For me the ideal image of the spiritual adept often looks like someone who is silent, patient, contemplative, and wise. Perfect stillness.
If you must know, I picture something of a Yoda-Ramana-Nisargadatta hybrid up in a cave somewhere.
Of course, I love these image-traits and seek them out precisely because I am engaged hopelessly with life, impatient, chatty, in love with my many character costumes, and very prone to rushing headlong into mistakes.
Thank you, Kali, thank you.
I feel a deep pain when I feel like I have failed at something. Friendship; harmonious relationship with my friends, family, or a member of my community; my (in)ability to practice what I preach; my Practice and what I think that should look like.

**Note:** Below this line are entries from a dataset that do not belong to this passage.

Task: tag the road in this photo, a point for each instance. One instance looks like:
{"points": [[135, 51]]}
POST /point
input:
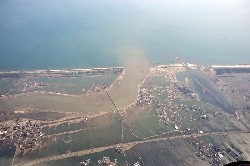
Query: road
{"points": [[126, 146]]}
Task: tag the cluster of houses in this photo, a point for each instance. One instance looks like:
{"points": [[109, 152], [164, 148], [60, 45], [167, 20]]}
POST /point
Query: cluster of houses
{"points": [[24, 134], [216, 154]]}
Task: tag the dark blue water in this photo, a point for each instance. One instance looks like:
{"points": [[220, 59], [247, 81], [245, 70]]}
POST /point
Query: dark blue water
{"points": [[62, 34]]}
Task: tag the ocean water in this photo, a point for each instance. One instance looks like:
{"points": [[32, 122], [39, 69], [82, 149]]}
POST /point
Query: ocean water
{"points": [[64, 34]]}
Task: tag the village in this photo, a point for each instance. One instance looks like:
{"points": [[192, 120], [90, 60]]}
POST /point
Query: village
{"points": [[23, 134]]}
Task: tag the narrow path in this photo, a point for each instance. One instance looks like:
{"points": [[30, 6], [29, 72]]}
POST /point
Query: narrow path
{"points": [[126, 146]]}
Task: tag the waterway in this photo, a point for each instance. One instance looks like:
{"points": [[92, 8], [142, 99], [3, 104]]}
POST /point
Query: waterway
{"points": [[84, 34]]}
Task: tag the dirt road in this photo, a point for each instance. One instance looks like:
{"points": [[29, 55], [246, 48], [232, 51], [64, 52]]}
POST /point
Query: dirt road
{"points": [[126, 146]]}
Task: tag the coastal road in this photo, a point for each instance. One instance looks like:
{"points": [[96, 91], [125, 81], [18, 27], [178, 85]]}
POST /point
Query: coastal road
{"points": [[126, 146]]}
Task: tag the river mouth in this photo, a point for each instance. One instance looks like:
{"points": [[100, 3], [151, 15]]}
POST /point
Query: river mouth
{"points": [[199, 81]]}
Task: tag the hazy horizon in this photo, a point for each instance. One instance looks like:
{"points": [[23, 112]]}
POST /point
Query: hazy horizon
{"points": [[82, 34]]}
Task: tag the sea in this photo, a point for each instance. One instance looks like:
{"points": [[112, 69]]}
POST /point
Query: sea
{"points": [[66, 34]]}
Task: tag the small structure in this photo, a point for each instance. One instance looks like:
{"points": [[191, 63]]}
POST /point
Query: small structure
{"points": [[119, 149]]}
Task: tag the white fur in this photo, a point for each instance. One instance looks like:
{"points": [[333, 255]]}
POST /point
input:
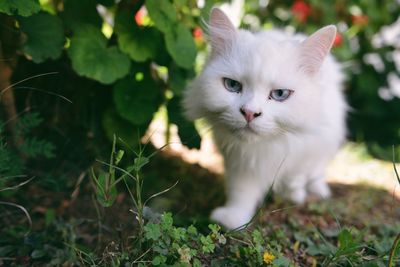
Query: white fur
{"points": [[288, 147]]}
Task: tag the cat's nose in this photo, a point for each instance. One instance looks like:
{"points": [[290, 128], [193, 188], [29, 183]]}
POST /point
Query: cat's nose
{"points": [[248, 114]]}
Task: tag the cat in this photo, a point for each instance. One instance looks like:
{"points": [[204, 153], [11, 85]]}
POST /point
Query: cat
{"points": [[277, 111]]}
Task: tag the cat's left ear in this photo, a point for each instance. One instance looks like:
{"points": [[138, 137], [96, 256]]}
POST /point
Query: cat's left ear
{"points": [[221, 31], [315, 48]]}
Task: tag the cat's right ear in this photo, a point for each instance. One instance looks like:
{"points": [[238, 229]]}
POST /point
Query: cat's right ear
{"points": [[221, 32]]}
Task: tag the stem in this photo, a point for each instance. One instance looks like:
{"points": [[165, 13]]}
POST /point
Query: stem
{"points": [[139, 204], [393, 251], [8, 43]]}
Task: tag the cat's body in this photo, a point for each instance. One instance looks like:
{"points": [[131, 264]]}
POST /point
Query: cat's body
{"points": [[277, 113]]}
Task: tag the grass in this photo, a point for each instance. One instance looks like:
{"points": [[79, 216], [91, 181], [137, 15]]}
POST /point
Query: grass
{"points": [[118, 220]]}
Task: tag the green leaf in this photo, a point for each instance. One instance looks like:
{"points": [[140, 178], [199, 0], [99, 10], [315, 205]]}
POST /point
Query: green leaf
{"points": [[136, 100], [38, 253], [345, 239], [178, 78], [106, 194], [129, 133], [281, 261], [163, 14], [44, 36], [23, 8], [140, 162], [140, 43], [77, 13], [158, 260], [186, 130], [181, 46], [152, 231], [91, 58]]}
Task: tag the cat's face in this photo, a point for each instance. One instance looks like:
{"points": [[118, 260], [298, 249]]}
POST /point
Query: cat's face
{"points": [[255, 85]]}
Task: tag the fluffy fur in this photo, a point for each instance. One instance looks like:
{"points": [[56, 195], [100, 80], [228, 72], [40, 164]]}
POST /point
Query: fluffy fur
{"points": [[287, 147]]}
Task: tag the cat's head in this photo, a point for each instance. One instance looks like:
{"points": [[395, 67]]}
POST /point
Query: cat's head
{"points": [[259, 84]]}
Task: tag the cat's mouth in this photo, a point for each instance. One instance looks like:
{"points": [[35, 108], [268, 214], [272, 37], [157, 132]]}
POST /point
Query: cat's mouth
{"points": [[247, 129]]}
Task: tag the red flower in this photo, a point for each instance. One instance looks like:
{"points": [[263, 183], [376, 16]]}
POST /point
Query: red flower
{"points": [[338, 40], [301, 10], [360, 20], [139, 16], [197, 33]]}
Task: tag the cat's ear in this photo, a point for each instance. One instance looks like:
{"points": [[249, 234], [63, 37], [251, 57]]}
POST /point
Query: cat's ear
{"points": [[221, 32], [315, 48]]}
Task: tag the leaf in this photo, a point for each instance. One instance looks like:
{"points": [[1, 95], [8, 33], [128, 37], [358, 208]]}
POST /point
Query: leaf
{"points": [[129, 133], [140, 162], [23, 8], [136, 100], [106, 194], [38, 253], [91, 58], [181, 46], [44, 36], [140, 43], [152, 231], [158, 260], [163, 14], [77, 13], [178, 78], [345, 239], [186, 130]]}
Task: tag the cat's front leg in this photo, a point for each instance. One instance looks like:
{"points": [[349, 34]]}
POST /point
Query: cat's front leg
{"points": [[244, 193]]}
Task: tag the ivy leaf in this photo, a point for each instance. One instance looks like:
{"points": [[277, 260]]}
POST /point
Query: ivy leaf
{"points": [[23, 8], [163, 13], [152, 231], [140, 44], [126, 131], [178, 78], [181, 46], [45, 36], [106, 191], [186, 130], [77, 13], [91, 58], [136, 100]]}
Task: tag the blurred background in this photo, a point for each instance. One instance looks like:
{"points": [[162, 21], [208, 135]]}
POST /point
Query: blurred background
{"points": [[75, 73]]}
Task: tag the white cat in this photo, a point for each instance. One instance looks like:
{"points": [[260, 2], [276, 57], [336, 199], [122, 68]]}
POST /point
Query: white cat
{"points": [[277, 112]]}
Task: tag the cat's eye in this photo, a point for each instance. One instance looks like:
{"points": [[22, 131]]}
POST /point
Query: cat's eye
{"points": [[280, 94], [232, 85]]}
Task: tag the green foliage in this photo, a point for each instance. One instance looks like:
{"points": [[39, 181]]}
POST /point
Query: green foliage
{"points": [[92, 58], [44, 36], [32, 147], [21, 7], [139, 92], [127, 32]]}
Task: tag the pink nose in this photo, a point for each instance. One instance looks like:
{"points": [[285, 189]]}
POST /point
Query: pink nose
{"points": [[248, 114]]}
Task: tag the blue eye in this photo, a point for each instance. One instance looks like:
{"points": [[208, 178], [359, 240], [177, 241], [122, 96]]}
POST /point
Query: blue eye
{"points": [[232, 85], [280, 94]]}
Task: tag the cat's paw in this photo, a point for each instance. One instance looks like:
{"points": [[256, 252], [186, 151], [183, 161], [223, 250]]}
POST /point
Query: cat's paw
{"points": [[230, 217], [319, 189], [298, 196]]}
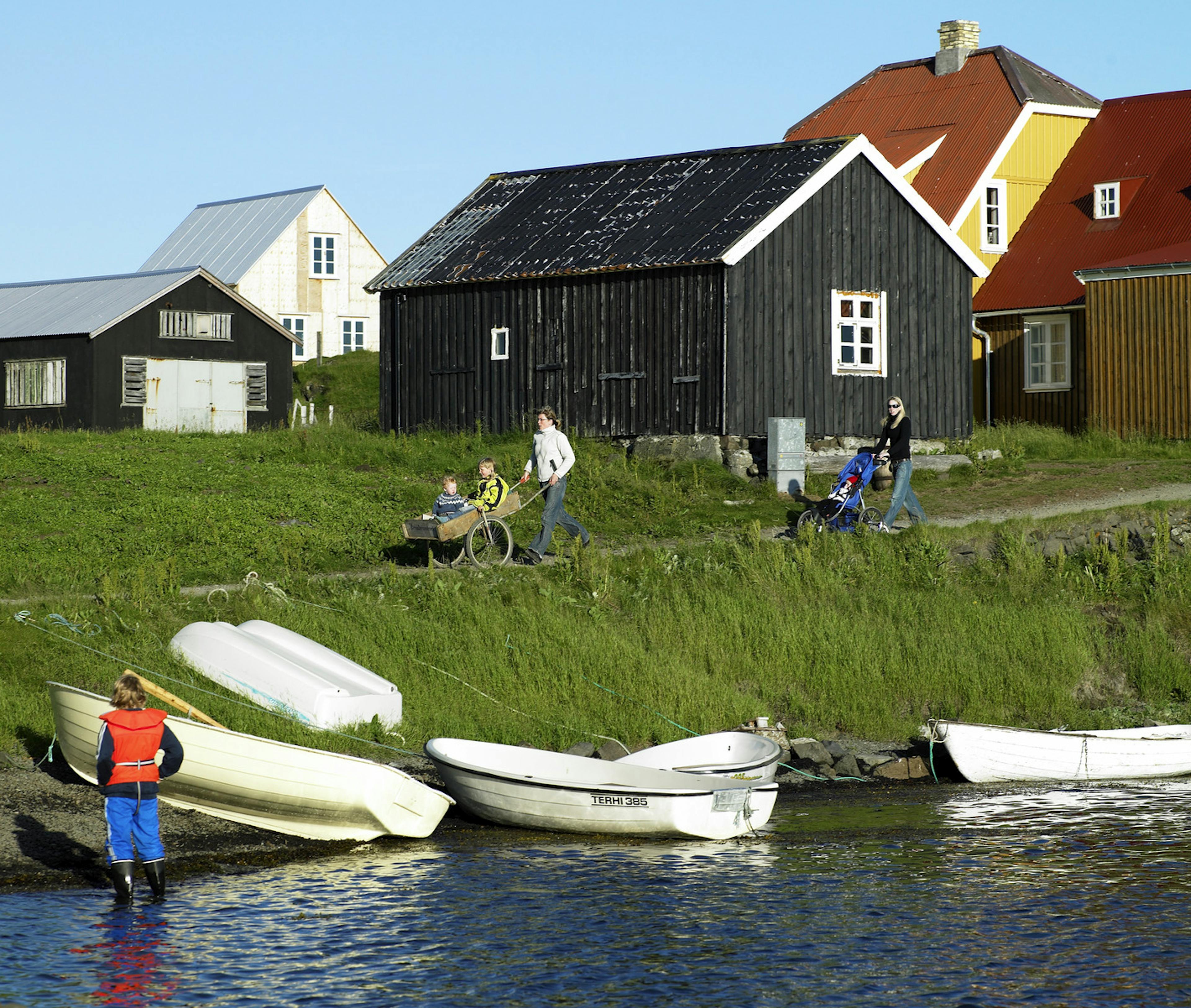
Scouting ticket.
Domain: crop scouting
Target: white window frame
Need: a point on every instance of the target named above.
(1001, 211)
(1107, 201)
(35, 383)
(501, 341)
(1047, 383)
(319, 245)
(301, 346)
(840, 344)
(359, 328)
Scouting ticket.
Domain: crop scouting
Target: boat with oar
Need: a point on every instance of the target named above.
(259, 782)
(515, 786)
(987, 753)
(282, 670)
(741, 756)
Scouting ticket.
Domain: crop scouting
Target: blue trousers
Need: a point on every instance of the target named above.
(904, 495)
(133, 819)
(555, 515)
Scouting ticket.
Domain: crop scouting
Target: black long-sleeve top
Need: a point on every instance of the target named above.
(899, 440)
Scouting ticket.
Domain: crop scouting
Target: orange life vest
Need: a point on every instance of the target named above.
(136, 738)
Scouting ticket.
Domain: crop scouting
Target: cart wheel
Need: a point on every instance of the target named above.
(489, 542)
(814, 520)
(872, 518)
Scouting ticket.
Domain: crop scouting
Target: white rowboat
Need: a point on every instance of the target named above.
(515, 786)
(259, 782)
(741, 756)
(285, 671)
(990, 752)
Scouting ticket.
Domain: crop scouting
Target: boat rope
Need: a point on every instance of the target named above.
(25, 618)
(515, 711)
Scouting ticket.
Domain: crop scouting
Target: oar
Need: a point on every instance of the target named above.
(166, 695)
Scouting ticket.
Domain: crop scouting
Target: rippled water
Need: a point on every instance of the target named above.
(957, 896)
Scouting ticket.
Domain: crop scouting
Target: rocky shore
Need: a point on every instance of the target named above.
(53, 832)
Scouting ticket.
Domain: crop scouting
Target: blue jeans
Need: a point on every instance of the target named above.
(128, 820)
(904, 495)
(555, 515)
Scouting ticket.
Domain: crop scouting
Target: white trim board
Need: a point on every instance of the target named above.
(825, 174)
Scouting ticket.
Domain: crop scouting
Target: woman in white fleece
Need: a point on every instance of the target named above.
(554, 459)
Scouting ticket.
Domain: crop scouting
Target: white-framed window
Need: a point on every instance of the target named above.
(324, 256)
(297, 326)
(1108, 201)
(1047, 353)
(41, 383)
(995, 217)
(135, 373)
(256, 386)
(858, 333)
(353, 335)
(196, 326)
(501, 344)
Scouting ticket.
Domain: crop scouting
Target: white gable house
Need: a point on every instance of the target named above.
(296, 256)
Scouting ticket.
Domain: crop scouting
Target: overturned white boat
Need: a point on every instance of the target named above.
(741, 756)
(285, 671)
(259, 782)
(515, 786)
(985, 753)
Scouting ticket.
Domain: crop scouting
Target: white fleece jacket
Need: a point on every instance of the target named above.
(552, 454)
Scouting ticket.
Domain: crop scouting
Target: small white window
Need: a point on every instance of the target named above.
(501, 344)
(858, 333)
(353, 335)
(196, 326)
(1108, 201)
(995, 217)
(35, 383)
(297, 326)
(324, 256)
(1047, 353)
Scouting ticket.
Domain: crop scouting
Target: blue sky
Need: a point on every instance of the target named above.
(119, 118)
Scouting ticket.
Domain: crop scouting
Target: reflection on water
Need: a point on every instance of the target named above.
(974, 896)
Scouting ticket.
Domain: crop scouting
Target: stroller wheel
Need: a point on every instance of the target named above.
(814, 520)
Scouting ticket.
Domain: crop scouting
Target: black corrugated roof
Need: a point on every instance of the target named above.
(676, 210)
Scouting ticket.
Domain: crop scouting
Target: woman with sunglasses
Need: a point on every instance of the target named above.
(895, 446)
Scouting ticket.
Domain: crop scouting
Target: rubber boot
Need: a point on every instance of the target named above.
(121, 872)
(155, 872)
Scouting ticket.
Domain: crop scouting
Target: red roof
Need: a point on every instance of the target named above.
(1144, 142)
(904, 108)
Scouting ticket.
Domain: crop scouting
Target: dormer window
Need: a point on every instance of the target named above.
(1108, 201)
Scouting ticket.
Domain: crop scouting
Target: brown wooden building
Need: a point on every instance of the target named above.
(1089, 313)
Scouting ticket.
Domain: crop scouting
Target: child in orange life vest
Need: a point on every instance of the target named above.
(128, 773)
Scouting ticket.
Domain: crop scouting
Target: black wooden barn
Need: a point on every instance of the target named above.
(173, 350)
(691, 293)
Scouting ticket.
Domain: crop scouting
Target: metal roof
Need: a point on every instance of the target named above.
(82, 307)
(675, 210)
(904, 108)
(1143, 142)
(228, 238)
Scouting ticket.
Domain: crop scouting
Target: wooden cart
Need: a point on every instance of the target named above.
(486, 539)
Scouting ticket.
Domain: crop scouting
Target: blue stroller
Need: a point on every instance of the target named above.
(844, 509)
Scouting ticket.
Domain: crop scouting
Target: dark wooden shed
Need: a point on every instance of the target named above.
(690, 293)
(173, 350)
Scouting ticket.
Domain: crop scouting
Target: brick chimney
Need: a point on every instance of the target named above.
(957, 40)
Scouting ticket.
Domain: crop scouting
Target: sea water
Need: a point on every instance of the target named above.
(1075, 895)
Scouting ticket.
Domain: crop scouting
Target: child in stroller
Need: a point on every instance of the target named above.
(844, 509)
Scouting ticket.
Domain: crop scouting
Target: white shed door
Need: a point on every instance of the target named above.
(196, 396)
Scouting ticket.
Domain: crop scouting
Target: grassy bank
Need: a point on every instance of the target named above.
(865, 636)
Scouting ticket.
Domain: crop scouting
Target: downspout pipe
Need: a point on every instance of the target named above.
(988, 372)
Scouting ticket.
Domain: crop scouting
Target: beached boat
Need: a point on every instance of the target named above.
(741, 756)
(515, 786)
(991, 752)
(259, 782)
(285, 671)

Whenever these particular types of pain fueled by vasanas appear, usually vague and ugly and far away on the landscape, our instinct is to turn and run the other way. Well, the spiritual practice is the art of doing the opposite: turning and facing the thing that makes you queasy. You will not become less impacted in this process. It will hurt, and then it will hurt more, and then it will hurt until tears pour down your face and you say “thank you.”
We know how deep these patterns are because when we open the darkest nooks and crannies in our bodies, heart, and mind, they are they are coiled up, like the little compressed horrors in Pandora’s vase that are always yearning to fly out and consume us entirely.
And unfortunately, in this analogy, little fluttering hope is part of the same damn mob, no more or less painful than the monster of perfectionism or the monster of insecurity or the dread beast of shame. These are all vasanas. All the material used to create our character structure must be kindling for the fire, for all of the aspects of our personal selves is created, maintained, and destroyed by the divine dance of emptiness.
That’s ok: concepts are simply the currency of the divine. They can be thought, written, heard, ignored, lambasted, or even become the flag in the ground that you stand next to and claim as your core belief. No prob. Wait a while, and it will pass.
Maybe someday I’ll be quieter and the luminous glow of silence will shine through my eyes. Probably not. Maybe someday I’ll meditate, fulfilling my absurd image of the “correct” practitioner, though I doubt it- how can I sit and meditate when the whole earth sings the saturated song of meditation in every thought, dream, and tendril of emotion?
What is the antidote to perfectionism? It’s definitely not more perfectionism or striving in your practice, knuckling down for another immersion with this or that teacher. You will not find the antidote in your beliefs, in your body, or in your academic pursuits. It’s in unfolding into the beauty around you everywhere and becoming reverent. So very, very reverent.
Do you know why you are perfect? Because right now you exist. That’s enough. You are literally the currency of the divine being spent through your life. When there is nothing to gain from that currency, nothing to buy or sell, nothing to be or not be, you are free to exhale into the beauty of yourself- all of yourself. You may discover you are in fact perfect, and have been all along.